By Marjorie Johnson, J.D.
An employee was judicially and equitably estopped from advancing USERRA claims asserting his employer unlawfully failed to reemploy him in the job he held prior to his deployment (with the same seniority), once he allegedly recovered from his service-connected disability, since he consistently and unequivocally represented that his injuries were permanent. Dismissing his claims on summary judgment, a federal court in Illinois held that his “unexpected recovery” did not reignite his USERRA rights since to allow him to advance his claim would effectively allow him to play “fast and loose” with this court, a prior court, the Veterans Administration (VA) and the Navy’s Physical Evaluation Board (PEB) (Brown v. Con-Way Freight, Inc.
, March 7, 2016, Kendall, V.).
Before his deployment to Iraq in 2006, the employee worked as a driver sales representative (DSR), which entailed loading freight and operating a tractor trailer. In January 2009, he applied for VA benefits due to service-related injuries. The PEB placed him on the temporary disability retired list (TDRL) and the VA began paying him monthly disability benefits for “static” (permanent) disabilities.
In January 2009, he was honorably discharged and requested reemployment. Because his injuries prevented him from performing the DSR job, his employer placed him in a customer service representative (CSR) job and adjusted his seniority. He filed a USERRA lawsuit challenging the lower pay, but alleging that he suffered a “permanent disability” during his military service. However, he lost on summary judgment after the court determined that his employer had met its USERRA obligations.

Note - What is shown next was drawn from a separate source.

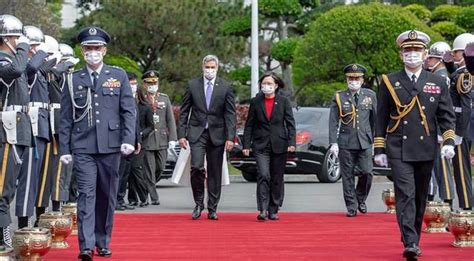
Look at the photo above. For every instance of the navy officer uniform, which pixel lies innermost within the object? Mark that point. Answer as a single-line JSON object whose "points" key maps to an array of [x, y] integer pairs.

In mid-2012, he provided the company with a full medical release and requested reinstatement to his DSR position. Because it believed it had met its USERRA obligations, the company told him he would have to apply when a position became available. He did so and was placed in a DSR position in March 2013 with a corresponding change to seniority.
Meanwhile, in February 2013, he submitted a hearing petition to the PEB requesting to be placed on the permanent disability retired list (PDRL). The PEB concluded that he suffered service-related disabilities that created “a significant impact” on his ability to perform his military duties, including “unable to do prolonged, heavy work overhead,” and assigned him a total disability rating of 20 percent.
The employee could not advance a claim under Section 4313 of USERRA since that section protected service members “at the instant of seeking reemployment” and he was undisputedly reemployed shortly after his honorable discharge. Moreover, he failed to show the “reasonable efforts” language required that the section’s protections reach beyond the moment of reemployment. He clearly represented that his injuries were permanent and the court refused to find that the DOL’s interpretation of USERRA would allow for a situation where an employee can make one representation, rescind that representation, take the exact opposite position, and yet still fall within the scope of the statute’s protections.
Nor could he advance his claim that the employer violated his Section 4316(a) rights by refusing to provide him his 2004 seniority rank both when he was reemployed as a CSR in 2009 and when he was medically released in 2012. With regard to his rehire in 2009, the court refused to revisit the prior court’s holding that the employer met its USERRA obligations. Moreover, he was judicially and equitably estopped from asserting his claims as to July 2012.
Finding that he was judicially estopped from claiming that the company violated USERRA by changing his seniority rank in 2012, the court noted it was undisputed that he previously represented his injuries were permanent upon return from service, throughout prior litigation, to the VA in 2009, and to the PEB in 2008 and 2013. His “consistent and unequivocal” representations were that he was not going to recover. While he now contended his “unexpected recovery” should reignite his USERRA rights, to allow him to continue to litigate his claim would effectively allow him to play “fast and loose” with this court, the previous court, the VA, and the PEB.
The inconsistencies were most pronounced when considering his representations to the PEB in 2013 when he requested placement on the PDRL, which resulted in its finding that he would be significantly impacted in his ability to perform “prolonged, heavy work overhead.” Yet, in March 2013, he applied to a DSR position, despite the fact that the DSR position often required heavy overhead lifting. Such representations were clearly inconsistent.
The court rejected his assertion that PEB criteria were different than that of the DSR position. A plain reading of his representations indicated that he claimed and was held to be unable to perform heavy overhead tasks in one instance, yet in the other instance claimed to be able to perform such tasks. Moreover, allowing him to continue to litigate his claim would allow him to derive “unfair advantage or impose an unfair detriment” on his employer, which created the CSR position for him after he represented to it that he was permanently injured.
His claim was also equitably estopped since he could not legally represent that he was permanently injured when it benefited him, and then state that same injury was temporary in order to gain another benefit. Since both parties agreed on the permanency of his injury both at the time of rehiring and during his prior litigation, placing additional burdens on the employer (where it already met or exceeded its USERRA obligations) was unreasonable and could discourage employers from reemploying self-proclaimed permanently injured service members, who have any possibility of recovery, for fear of future lawsuits.